As a marketer, you can create a promotional strategy to keep your brand top of mind with customers. The seeds of a promotional program may be hidden in your customer feedback. You just need to look for clues following these steps:

  1. Assess recent surveys, focus groups, and consumer comments. Determine if consumers mention any recurring themes. (This column offers more information regarding engaging customers in a dialogue.)

    If this doesn’t yield any insights that can be converted into an on-going promotion, don’t give up! Instead, consider how you can extend your business’s expertise in a consumer-friendly way. Look for something that distinguishes your product and brand by touching your customers’ lives in a useful way. A country bed and breakfast (B & B) may be known for its unusual breakfast treats, for example. Why not create an on-going email newsletter containing menus and related recipes?

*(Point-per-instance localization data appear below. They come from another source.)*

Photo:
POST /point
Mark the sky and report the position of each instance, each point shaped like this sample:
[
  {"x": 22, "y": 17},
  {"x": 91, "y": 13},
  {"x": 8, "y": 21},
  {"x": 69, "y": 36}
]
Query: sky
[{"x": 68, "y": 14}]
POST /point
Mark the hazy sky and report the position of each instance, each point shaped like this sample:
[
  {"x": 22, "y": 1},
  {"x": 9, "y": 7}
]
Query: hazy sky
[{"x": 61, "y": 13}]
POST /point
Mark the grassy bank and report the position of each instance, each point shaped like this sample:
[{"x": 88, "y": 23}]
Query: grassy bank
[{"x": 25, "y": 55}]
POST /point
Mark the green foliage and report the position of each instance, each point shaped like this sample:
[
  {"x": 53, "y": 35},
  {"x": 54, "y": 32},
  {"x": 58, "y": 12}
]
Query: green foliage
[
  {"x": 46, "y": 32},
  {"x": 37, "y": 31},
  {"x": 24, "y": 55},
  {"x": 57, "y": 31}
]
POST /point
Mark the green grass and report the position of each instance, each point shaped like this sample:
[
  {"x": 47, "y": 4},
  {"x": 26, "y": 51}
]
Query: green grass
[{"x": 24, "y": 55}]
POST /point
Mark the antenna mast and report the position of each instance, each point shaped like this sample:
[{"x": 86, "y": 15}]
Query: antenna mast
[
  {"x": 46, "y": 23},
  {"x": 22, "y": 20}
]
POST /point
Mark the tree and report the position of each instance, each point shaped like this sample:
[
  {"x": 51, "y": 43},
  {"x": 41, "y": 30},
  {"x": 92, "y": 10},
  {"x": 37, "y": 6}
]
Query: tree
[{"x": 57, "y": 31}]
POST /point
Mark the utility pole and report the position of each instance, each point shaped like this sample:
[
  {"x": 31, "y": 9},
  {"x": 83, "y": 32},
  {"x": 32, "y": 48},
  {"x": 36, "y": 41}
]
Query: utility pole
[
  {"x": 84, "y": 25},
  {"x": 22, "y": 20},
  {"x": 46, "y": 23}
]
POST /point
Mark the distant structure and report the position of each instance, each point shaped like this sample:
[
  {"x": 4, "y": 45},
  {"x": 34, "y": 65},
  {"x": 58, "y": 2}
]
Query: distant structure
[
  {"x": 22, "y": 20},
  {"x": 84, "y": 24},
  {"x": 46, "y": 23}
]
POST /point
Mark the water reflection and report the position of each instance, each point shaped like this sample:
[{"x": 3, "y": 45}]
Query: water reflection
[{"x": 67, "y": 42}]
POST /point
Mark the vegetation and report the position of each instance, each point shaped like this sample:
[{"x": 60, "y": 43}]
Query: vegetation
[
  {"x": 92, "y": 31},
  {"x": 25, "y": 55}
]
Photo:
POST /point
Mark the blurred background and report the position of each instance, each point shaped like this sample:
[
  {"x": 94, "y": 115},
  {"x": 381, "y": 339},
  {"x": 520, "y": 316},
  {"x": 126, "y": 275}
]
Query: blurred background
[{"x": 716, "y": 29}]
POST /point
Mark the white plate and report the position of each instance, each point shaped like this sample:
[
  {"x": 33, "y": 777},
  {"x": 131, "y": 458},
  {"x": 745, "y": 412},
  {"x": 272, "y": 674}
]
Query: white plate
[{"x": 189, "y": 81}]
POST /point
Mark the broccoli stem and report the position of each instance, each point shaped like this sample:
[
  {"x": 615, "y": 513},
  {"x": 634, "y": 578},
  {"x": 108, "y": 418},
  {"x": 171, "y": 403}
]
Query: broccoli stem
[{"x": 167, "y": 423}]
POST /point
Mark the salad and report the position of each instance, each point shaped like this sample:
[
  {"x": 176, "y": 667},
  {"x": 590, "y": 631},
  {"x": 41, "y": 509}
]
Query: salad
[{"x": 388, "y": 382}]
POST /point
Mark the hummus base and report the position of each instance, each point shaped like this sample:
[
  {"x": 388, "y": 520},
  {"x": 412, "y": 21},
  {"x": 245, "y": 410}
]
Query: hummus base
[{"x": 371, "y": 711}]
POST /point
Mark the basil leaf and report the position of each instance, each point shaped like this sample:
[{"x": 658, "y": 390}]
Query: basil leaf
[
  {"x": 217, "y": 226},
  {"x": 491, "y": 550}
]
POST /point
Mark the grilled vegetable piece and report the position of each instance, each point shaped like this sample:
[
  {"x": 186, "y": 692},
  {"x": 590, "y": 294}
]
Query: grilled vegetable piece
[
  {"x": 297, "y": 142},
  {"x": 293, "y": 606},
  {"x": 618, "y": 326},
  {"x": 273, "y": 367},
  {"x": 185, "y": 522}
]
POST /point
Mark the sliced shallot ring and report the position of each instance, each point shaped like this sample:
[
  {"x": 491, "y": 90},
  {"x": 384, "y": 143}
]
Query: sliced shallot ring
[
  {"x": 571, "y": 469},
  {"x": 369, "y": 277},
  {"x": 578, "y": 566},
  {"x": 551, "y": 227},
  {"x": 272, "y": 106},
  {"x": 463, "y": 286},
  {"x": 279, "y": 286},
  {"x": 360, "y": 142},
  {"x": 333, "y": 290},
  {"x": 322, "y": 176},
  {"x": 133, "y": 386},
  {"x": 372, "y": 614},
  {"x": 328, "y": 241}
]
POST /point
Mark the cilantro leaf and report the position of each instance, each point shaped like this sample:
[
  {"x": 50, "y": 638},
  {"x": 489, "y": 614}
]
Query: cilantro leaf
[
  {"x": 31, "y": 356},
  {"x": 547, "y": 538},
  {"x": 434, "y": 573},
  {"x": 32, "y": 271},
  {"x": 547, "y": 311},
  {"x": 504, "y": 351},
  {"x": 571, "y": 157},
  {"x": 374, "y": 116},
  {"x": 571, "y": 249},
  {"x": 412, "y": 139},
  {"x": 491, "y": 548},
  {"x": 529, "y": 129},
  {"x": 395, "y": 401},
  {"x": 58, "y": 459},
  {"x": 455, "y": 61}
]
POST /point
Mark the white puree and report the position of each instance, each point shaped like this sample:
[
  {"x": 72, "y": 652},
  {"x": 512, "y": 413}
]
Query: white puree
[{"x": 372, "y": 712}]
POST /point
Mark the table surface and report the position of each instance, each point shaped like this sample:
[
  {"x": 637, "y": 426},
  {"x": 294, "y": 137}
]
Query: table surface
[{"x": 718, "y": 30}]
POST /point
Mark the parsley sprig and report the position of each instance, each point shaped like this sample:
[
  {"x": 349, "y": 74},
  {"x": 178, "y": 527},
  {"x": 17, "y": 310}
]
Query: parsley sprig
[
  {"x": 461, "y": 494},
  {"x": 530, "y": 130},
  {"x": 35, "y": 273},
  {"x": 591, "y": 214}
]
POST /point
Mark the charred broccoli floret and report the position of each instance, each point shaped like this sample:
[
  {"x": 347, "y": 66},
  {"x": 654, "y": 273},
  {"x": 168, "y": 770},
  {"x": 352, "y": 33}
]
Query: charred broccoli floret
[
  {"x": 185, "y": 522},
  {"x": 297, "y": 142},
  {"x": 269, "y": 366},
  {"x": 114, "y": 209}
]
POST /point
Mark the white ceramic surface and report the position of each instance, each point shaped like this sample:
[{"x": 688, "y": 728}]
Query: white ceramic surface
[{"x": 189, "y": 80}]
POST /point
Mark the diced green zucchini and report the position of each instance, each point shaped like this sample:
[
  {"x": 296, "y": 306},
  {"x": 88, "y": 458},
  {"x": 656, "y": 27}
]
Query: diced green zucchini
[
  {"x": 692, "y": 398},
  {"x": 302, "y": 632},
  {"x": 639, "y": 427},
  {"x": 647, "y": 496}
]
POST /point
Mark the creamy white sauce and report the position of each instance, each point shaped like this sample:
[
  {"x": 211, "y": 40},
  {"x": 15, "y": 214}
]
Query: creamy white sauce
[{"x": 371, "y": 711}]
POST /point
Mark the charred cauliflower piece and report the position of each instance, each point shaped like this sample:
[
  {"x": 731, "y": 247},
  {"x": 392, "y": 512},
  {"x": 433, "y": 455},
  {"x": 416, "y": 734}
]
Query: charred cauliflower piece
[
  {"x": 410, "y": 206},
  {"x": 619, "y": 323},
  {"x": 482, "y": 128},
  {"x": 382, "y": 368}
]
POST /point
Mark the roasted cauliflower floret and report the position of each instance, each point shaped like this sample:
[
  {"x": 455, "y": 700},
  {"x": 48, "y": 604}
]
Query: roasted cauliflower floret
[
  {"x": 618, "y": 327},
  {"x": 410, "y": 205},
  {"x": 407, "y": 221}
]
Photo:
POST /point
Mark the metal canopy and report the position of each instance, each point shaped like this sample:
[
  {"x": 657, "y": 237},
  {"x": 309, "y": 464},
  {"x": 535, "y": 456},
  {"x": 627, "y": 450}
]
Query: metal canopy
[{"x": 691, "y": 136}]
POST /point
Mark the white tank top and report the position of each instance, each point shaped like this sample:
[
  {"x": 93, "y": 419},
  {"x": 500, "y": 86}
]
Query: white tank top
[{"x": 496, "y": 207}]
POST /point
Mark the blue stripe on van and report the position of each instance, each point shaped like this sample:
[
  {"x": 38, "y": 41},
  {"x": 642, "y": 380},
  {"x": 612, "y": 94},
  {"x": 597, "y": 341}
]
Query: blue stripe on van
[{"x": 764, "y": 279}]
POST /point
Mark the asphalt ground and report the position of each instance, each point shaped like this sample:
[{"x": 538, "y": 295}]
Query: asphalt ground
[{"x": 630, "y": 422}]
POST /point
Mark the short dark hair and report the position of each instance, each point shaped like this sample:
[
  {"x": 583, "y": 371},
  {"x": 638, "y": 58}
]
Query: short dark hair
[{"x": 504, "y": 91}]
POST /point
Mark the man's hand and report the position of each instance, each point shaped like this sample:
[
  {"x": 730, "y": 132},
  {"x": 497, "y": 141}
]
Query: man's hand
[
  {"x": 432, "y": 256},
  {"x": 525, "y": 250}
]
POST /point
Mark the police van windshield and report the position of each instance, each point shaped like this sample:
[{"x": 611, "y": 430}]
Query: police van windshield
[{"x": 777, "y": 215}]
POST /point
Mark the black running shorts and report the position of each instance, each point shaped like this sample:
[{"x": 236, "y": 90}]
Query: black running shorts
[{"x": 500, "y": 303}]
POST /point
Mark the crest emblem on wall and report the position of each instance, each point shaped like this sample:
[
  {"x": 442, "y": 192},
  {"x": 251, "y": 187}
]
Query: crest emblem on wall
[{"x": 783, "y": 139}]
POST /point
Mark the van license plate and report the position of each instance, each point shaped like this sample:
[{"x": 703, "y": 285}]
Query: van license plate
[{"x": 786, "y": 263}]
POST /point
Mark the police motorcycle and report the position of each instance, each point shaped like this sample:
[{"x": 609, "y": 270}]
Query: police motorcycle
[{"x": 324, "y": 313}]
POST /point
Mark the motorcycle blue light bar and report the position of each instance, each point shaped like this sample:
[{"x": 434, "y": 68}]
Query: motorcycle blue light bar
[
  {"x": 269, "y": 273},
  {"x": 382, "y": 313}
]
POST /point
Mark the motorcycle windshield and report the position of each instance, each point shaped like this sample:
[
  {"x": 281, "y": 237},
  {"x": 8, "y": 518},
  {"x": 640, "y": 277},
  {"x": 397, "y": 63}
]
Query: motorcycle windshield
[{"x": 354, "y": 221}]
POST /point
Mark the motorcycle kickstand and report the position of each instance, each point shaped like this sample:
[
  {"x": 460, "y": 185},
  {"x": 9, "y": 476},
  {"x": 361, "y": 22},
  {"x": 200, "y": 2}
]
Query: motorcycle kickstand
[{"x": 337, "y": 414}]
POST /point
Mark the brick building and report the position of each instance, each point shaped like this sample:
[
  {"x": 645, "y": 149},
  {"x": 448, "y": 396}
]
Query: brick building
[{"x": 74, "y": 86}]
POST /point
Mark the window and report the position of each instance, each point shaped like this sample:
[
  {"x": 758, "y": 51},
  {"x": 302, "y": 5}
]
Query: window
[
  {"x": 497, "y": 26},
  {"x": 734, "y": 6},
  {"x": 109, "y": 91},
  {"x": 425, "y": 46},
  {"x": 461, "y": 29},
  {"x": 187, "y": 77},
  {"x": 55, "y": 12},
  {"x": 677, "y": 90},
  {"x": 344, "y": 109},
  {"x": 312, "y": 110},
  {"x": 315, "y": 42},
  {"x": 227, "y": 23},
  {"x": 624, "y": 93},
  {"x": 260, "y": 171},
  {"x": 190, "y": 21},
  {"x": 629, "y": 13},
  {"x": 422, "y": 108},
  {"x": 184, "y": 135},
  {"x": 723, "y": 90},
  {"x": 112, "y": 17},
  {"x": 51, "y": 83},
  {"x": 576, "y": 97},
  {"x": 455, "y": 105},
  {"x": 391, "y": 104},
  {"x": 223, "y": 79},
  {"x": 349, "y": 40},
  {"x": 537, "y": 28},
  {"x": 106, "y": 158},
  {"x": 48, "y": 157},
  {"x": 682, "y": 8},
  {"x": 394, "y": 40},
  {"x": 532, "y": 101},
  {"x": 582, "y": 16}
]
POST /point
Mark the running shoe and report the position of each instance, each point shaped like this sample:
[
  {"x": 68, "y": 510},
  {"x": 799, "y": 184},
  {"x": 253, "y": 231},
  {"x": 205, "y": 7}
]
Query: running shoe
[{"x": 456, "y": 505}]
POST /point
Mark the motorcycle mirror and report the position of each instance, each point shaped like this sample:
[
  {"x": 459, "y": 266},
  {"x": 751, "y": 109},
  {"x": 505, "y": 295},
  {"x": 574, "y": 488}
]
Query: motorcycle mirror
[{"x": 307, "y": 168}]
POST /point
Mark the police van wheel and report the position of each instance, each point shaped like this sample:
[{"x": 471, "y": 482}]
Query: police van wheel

  2. Develop and grow this related offering. Among your options are creating a related Web site, an email newsletter, a blog, or an RSS (define) feed. The aim is to engage prospective customers with something related to your brand. Using the B & B example, you could develop a series of email newsletters or a blog around country cooking.
  3. Create a calendar of promotions. Have fun with this effort by using less obvious holidays and occasions. Be creative with copywriting, and engage users. Consider how to engage customers and get them to interact with you and your product.

Since these promotions aim to engage target customers and keep the brand top of mind when customers aren’t in purchase mode, traditional branding research is less important than measures that reveal user engagement. Track the following indicators:

  • Unique visitors, total visits, and registrations. These indicators show how many people come to your site, want to engage with it, and return. Related measures include the number of visitors who click through to your product’s main site.

  • Time on the site. Far and away, this is the indicator that counts most. When I asked Wagner about her use of branding surveys, she responded, “Consumers spend over 10 minutes on the site engaging with my brand? What other kind of marketing media gives me that experience?”
  • E-mail-a-friend functionality. You should naturally make it easy for visitors to spread the word about your site. Tracking the use of this functionality can yield additional insights. It can help measure the viral quality of your site and show whether word is spread by a few strongly engaged promoters or a larger base of visitors.
  • User feedback. Customer comments can shed light on how your promotion is perceived. They can also provide new ideas to help you keep site content fresh.

The best way to meet your branding challenges isn’t necessarily to try to out-shout the competition with branding ads. Technology gives you multiple new ways to interact with your prospects. Often, you can come up with creative new ways to keep your brand top of mind. All you have to do is listen to your customers.